In average-risk adults, which screening approach is described for colorectal cancer?

Explanation:
Regular screening for colorectal cancer in average-risk adults can be done with several approaches, and one commonly described option is an annual stool-based test. Fecal occult blood testing looks for hidden blood in the stool, which can be an early sign of cancer or large polyps. It’s noninvasive and can be done at home, making it a frequently taught, accessible screening pathway. If the test is positive, a follow-up colonoscopy is needed to locate and remove any lesions. Other schedules shown have issues with standard practice. A colonoscopy every ten years is a valid screening option but involves a more invasive procedure and isn’t described in every context as the primary screening method for all patients. CT colonography and colonoscopy intervals like every two or five years aren’t aligned with common guidelines for average-risk individuals, making them less fitting descriptions in this scenario.

Regular screening for colorectal cancer in average-risk adults can be done with several approaches, and one commonly described option is an annual stool-based test. Fecal occult blood testing looks for hidden blood in the stool, which can be an early sign of cancer or large polyps. It’s noninvasive and can be done at home, making it a frequently taught, accessible screening pathway. If the test is positive, a follow-up colonoscopy is needed to locate and remove any lesions.

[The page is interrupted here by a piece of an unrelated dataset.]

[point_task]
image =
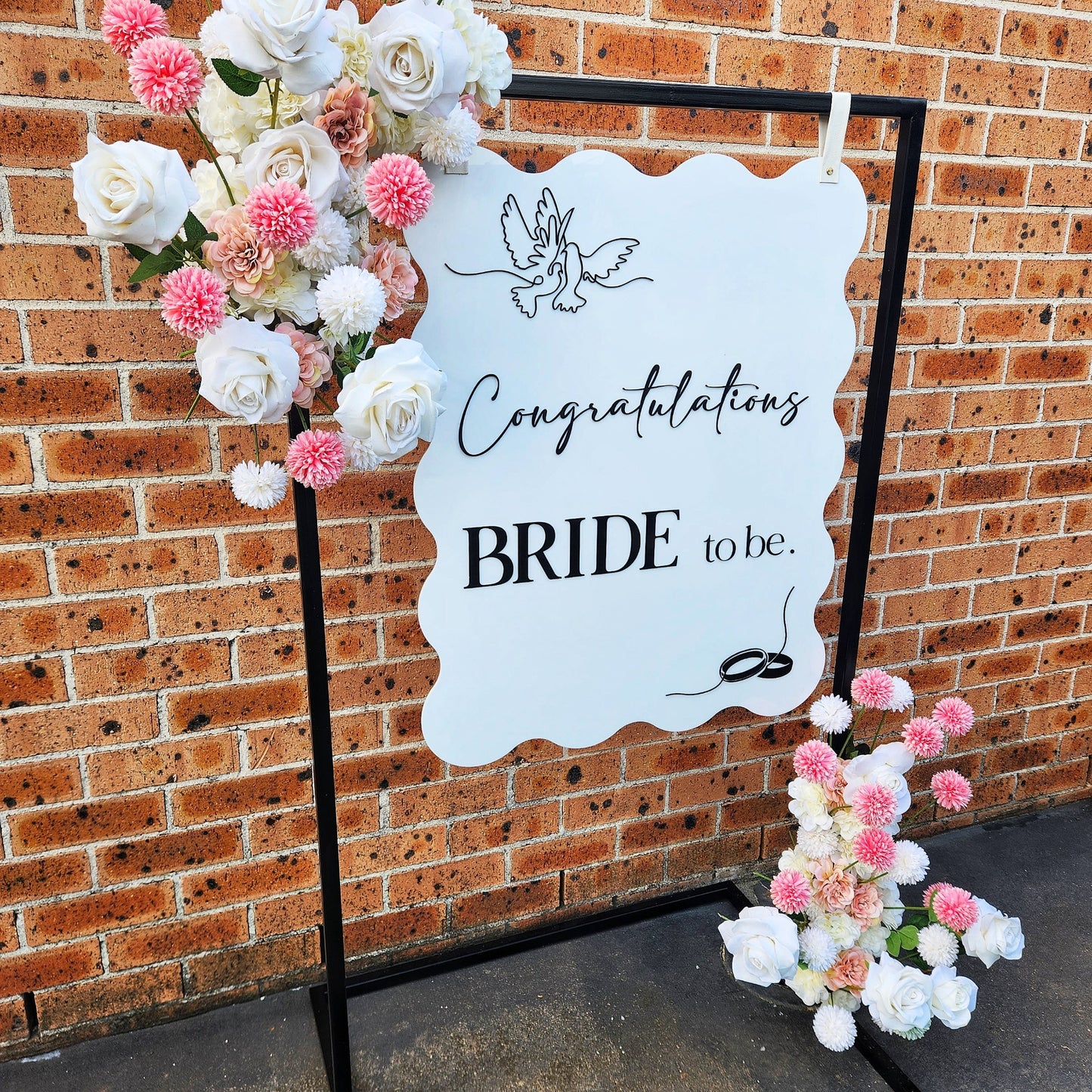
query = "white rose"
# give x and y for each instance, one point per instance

Other schedules shown have issues with standard practice. A colonoscopy every ten years is a valid screening option but involves a more invasive procedure and isn’t described in every context as the primary screening method for all patients. CT colonography and colonoscopy intervals like every two or five years aren’t aligned with common guidelines for average-risk individuals, making them less fitting descriptions in this scenario.